Bug 150712 - Format->Conditional->Condition 100% CPU
Summary: Format->Conditional->Condition 100% CPU
Status: RESOLVED FIXED
Alias: None
Product: LibreOffice
Classification: Unclassified
Component: Calc (show other bugs)
Version:
(earliest affected)
7.5.0.0 alpha0+
Hardware: All Linux (All)
: medium normal
Assignee: Noel Grandin
URL:
Whiteboard: target:7.5.0 target:7.4.2
Keywords:
Depends on:
Blocks:
 
Reported: 2022-08-31 02:44 UTC by Pierre Fortin
Modified: 2022-09-13 21:09 UTC (History)
3 users (show)

See Also:
Crash report or crash signature:


Attachments
AA.tsv (zip'ed) (5.20 MB, application/zip)
2022-08-31 13:08 UTC, Pierre Fortin
Details
Flamegraph (296.51 KB, image/svg+xml)
2022-08-31 16:59 UTC, Julien Nabet
Details

Note You need to log in before you can comment on or make changes to this bug.
Description Pierre Fortin 2022-08-31 02:44:13 UTC
Load a smallish 230+MB .tsv file (154161x501); I will be creating Jumbo files; but need this to work before wasting time on the bigger files.. Except for Row 1 (6-digit YYMMDD date headers) and column A (ints), all cells are 2-character codes for which I want to apply background colors based on the contents.  The conditions work fine on a test sheet of about 25x4 cells. 

Format->Conditional->Condition gives the dialog window as expected; but... if select the entire sheet first, I get the dislog window with the contents from the sheet, and calc goes 100% CPU. I've let it run for a long time and it never returns; has to be killed. 

When the full sheet of the 154161x501 range is selected, I never see the normal contents of the "Conditional Formatting for A1:xxxx" window.

Also happens in version 7.4.0.3 which is hung as I write this report.
Comment 1 Pierre Fortin 2022-08-31 03:34:16 UTC
Some testing shows that it takes a while to get the dialog window to present the formatting panel:
  5000x500 cells selected ==  6 seconds
 10000x500 cells selected -- 17 seconds
 25000x500 cells selected -- 8 minutes 45 seconds
No need for further tests as the processing time is clearly non-linear.

Sigh...  this kills my plans of using Calc. My largest sheets of this type are around  950,000x500.
Comment 2 Pierre Fortin 2022-08-31 07:09:26 UTC
I hate giving up...   Here's a workaround in case that helps someone...

Discovered that while a tad slow, though only a few seconds; I could select one column and apply 8 conditions to that column's 151K+ rows. Then, I edited the  range from $B$2:$B$154161 to $B2:$SG$154161 which applied quickly across the entire range.

I'll try this same workaround tomorrow on the 99 other sheets which are being created overnight (some expected to be 950Kx501)...  

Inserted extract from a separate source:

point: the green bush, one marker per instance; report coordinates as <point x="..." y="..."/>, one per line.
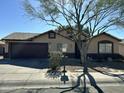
<point x="55" y="59"/>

Actually, the workaround should be even faster by applying the initial formatting to just a few cells, then edit the range...  That said, it becomes obvious Calc loads the file, then applies the formatting before displaying the sheet -- that is quite slow too.
Comment 3 Julien Nabet 2022-08-31 09:20:49 UTC
Would it be possible you attach a file with minimum size just to reproduce the pb? (by using this link https://bugs.documentfoundation.org/attachment.cgi?bugid=150712&action=enter)
The goal is to retrieve a perf/Flamegraph so devs may pinpoint the bottleneck.
Comment 4 Pierre Fortin 2022-08-31 13:08:07 UTC
Created attachment 182114 [details]
AA.tsv (zip'ed)

Sure. The full 100 files got created overnight; they range in size:
       5827354 Aug 31 02:56 EE/EE.tsv     (3870 rows)
    1793058309 Aug 31 02:41 CW/CW.tsv  (1189571 rows)
The one I started with is:
     232277885 Aug 31 01:58 AA/AA.tsv  (154161 rows)
All files have 501 columns.

I'm also including the final .ods file so you can see the result I need to produce on these 100 files; this was created using the previously mentioned workaround.

The .ods file:
- Loading is reasonable speed.
- Adapt row height is slow compared to load.
- The file takes right at 3 minutes to load.

Generating a .pdf is also very slow; as I write this, it's taking about 7 minutes for 10% on the progress bar. Generating the .pdf as a single page if that works...
Comment 5 Pierre Fortin 2022-08-31 14:29:42 UTC
I was hoping to create a reasonable .pdf for my team to avoid the long load time. It took about 70 minutes to created the pdf of 132,174 pages with 48 rows by 12 columns. The most important part of this data is to be able to view the rows left to right; scrolling left to right. Scrolling top to bottom is barely useful. So it appears my only way to distribute these results is the .ods file itself.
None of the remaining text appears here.